The day began with a welcome from Goldberg and Shaila Musharoff, a graduate student at NYU, followed by opening remarks by Margaret Wright, chair of computer science at NYU. The girls were then briefly introduced to different engineering fields before Princeton’s Associate Dean for Graduate Affairs Stephen Friedfeld delivered a keynote on getting in to engineering programs. Before the spaghetti-tower-building competition, a series of graduate students, including Rebecca Fiebrink and Bernice Rosenzweig of Princeton, gave presentations and demonstrations about their engineering research. Fiebrink mesmerized the girls with a presentation on computer music and how to visualize sound, while Rosenzweig captured their interest as she discussed environmental engineering.
“It was great to see how interested and motivated a lot of the students were and to have an opportunity to interact with them,” said Rosenzweig, who herself graduated from E.R. Murrow High School. “It was also really great to work with their teachers, who all had to put in a lot of extra work for the students to attend the event. You could tell that they had a real interest in their students’ progress.”

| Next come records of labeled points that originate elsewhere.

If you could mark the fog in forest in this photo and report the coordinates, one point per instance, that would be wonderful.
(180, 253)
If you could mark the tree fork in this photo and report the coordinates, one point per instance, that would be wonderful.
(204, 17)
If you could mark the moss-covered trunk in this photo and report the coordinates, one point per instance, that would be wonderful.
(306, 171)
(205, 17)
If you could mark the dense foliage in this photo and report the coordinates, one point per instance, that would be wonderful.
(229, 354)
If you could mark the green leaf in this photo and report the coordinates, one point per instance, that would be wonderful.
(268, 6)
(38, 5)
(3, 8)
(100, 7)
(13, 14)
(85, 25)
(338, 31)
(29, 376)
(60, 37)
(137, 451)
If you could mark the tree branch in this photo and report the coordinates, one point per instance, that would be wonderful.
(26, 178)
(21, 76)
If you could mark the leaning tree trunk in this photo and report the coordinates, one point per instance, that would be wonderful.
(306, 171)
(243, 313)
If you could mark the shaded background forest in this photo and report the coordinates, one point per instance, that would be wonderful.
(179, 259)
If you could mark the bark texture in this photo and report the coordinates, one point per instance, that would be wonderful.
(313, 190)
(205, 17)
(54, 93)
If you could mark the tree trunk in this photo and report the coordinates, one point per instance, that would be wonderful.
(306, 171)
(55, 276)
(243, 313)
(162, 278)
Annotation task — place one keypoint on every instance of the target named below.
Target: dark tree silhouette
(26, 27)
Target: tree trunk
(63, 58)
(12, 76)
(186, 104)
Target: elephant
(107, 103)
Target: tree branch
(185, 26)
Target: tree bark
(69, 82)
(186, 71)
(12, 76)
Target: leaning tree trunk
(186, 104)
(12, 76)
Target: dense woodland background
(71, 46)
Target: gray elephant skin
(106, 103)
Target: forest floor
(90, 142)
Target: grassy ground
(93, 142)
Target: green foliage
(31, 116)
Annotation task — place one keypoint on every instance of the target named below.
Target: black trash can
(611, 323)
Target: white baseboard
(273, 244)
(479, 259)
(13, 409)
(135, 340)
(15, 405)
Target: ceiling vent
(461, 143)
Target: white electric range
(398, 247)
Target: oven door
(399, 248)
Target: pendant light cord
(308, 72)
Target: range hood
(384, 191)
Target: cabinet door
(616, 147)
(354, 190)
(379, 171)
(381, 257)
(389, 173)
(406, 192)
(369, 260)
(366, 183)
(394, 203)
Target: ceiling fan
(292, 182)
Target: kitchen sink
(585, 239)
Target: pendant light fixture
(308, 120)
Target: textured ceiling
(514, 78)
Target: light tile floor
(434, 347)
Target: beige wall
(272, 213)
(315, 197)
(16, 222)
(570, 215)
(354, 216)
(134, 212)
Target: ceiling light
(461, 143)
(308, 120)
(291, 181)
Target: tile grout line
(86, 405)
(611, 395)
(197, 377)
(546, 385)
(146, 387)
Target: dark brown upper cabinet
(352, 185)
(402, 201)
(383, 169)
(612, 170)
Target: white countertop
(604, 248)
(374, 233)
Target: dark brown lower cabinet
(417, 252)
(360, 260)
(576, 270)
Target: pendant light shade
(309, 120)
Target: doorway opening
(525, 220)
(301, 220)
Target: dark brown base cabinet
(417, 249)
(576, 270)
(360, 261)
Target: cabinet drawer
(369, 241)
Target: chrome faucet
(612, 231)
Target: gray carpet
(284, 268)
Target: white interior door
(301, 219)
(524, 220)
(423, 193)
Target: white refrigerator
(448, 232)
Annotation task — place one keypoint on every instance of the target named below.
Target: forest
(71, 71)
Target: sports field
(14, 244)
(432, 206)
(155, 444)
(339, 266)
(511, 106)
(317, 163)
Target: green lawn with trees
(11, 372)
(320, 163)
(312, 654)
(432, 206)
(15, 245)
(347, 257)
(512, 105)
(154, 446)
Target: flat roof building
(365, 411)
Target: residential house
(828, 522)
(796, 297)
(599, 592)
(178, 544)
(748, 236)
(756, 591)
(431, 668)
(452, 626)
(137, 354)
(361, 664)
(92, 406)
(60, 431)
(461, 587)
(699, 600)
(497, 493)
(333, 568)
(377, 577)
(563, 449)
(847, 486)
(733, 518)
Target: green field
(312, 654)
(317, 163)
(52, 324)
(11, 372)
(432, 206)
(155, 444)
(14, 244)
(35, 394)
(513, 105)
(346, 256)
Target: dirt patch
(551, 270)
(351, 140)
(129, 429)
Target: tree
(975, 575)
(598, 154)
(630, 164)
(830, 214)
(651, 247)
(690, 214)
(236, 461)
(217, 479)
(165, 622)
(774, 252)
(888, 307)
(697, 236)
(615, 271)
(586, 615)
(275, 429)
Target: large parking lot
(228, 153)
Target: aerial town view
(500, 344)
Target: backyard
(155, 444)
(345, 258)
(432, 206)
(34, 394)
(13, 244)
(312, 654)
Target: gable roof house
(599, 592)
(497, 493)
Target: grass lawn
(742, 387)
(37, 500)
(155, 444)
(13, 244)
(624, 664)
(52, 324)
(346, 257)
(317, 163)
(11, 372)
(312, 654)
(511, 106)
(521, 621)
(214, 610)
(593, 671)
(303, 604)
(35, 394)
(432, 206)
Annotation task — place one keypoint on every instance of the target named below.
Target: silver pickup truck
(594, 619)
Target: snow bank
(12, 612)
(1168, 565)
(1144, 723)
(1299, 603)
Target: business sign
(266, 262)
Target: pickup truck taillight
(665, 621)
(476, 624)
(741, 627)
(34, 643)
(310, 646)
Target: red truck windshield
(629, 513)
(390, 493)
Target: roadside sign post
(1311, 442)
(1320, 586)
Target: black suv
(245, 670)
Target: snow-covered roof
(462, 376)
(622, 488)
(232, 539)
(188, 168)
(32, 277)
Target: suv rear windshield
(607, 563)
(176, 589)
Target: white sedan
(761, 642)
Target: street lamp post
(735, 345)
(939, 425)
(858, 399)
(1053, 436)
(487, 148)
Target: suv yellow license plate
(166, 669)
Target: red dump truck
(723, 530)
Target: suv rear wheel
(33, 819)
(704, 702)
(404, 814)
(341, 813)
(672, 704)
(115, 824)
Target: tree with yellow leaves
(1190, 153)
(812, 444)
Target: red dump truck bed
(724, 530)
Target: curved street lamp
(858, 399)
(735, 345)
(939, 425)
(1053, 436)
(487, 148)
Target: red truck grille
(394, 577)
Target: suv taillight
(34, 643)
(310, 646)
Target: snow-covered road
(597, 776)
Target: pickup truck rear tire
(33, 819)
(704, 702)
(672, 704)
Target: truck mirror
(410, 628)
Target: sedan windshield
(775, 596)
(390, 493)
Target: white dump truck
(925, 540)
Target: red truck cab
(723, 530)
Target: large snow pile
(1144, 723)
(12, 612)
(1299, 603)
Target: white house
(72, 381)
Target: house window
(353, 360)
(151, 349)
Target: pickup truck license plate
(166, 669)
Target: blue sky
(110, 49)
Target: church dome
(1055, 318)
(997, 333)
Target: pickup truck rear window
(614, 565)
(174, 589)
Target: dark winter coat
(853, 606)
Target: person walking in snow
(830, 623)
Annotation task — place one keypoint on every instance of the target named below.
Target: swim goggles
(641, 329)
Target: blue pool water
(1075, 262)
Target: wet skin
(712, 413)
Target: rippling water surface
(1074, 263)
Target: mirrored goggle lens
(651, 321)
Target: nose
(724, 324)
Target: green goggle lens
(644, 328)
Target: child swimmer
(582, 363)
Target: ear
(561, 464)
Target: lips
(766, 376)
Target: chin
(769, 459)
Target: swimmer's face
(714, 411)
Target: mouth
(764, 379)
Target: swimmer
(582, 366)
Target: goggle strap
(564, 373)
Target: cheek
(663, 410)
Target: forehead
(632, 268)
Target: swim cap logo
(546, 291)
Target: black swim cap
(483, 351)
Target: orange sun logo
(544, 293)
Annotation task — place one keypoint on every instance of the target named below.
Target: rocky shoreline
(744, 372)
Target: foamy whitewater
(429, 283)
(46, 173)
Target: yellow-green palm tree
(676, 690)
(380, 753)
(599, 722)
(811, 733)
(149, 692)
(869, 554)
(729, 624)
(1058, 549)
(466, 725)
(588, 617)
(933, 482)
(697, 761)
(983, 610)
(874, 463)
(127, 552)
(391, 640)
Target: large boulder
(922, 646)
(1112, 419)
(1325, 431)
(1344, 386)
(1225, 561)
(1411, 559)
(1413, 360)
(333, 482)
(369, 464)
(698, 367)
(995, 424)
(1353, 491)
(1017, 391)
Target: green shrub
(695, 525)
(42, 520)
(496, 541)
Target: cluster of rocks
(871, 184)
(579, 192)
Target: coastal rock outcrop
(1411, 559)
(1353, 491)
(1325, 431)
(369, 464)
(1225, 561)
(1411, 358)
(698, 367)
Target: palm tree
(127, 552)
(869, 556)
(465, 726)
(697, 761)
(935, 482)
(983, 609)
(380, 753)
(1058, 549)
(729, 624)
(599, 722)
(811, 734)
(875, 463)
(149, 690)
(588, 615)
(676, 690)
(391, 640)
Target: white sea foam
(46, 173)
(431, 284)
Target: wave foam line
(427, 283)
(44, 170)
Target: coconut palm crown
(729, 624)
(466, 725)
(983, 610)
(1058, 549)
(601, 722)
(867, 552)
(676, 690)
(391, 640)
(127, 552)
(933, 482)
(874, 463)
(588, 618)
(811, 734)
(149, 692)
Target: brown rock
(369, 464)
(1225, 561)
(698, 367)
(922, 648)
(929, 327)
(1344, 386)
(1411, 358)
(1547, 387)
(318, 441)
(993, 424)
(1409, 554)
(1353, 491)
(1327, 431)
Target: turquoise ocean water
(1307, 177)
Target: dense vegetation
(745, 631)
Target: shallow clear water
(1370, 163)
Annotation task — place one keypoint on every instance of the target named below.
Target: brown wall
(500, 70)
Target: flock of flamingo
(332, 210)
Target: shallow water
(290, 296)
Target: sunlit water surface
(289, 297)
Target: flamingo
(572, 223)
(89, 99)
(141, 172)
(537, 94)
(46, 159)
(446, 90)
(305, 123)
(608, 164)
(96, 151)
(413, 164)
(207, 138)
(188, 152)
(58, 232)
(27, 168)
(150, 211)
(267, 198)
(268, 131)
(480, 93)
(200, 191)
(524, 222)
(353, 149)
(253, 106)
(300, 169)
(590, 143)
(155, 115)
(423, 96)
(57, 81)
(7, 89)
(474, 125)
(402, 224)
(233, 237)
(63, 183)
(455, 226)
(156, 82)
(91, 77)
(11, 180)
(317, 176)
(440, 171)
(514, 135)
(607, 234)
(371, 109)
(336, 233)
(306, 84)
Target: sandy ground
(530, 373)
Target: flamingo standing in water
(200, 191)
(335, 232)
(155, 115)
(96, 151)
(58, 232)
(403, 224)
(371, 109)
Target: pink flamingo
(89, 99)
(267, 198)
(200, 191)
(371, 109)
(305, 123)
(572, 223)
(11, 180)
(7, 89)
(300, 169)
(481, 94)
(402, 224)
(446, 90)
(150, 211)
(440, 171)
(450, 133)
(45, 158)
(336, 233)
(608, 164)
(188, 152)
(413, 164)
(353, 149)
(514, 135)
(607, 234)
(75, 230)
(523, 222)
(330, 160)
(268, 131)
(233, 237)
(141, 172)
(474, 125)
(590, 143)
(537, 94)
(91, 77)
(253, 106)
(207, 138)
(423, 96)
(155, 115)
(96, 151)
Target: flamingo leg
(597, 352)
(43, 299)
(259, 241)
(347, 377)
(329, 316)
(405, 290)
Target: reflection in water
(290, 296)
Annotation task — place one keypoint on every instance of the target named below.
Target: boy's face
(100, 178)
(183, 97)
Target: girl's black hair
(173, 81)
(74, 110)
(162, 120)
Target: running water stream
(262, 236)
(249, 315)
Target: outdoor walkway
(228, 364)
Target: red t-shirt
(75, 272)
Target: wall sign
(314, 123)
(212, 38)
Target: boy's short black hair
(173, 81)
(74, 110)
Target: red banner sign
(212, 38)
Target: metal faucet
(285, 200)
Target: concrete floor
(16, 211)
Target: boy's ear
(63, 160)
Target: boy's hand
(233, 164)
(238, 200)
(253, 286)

The expo concluded with the tower competition, which challenged the students to build the tallest tower possible using only uncooked spaghetti noodles and gumdrops. The winning entry, built by students from Hunter College High School, was three and a half feet tall.
“In the end, I feel like this type of event could really have a major impact in shaping the careers of a few of the students present,” Rosenzweig said. “And it put all of the girls present on the same playing field as boys or students from schools with more resources in knowing that a career in engineering is a possibility for them and what they need to do to prepare for it.”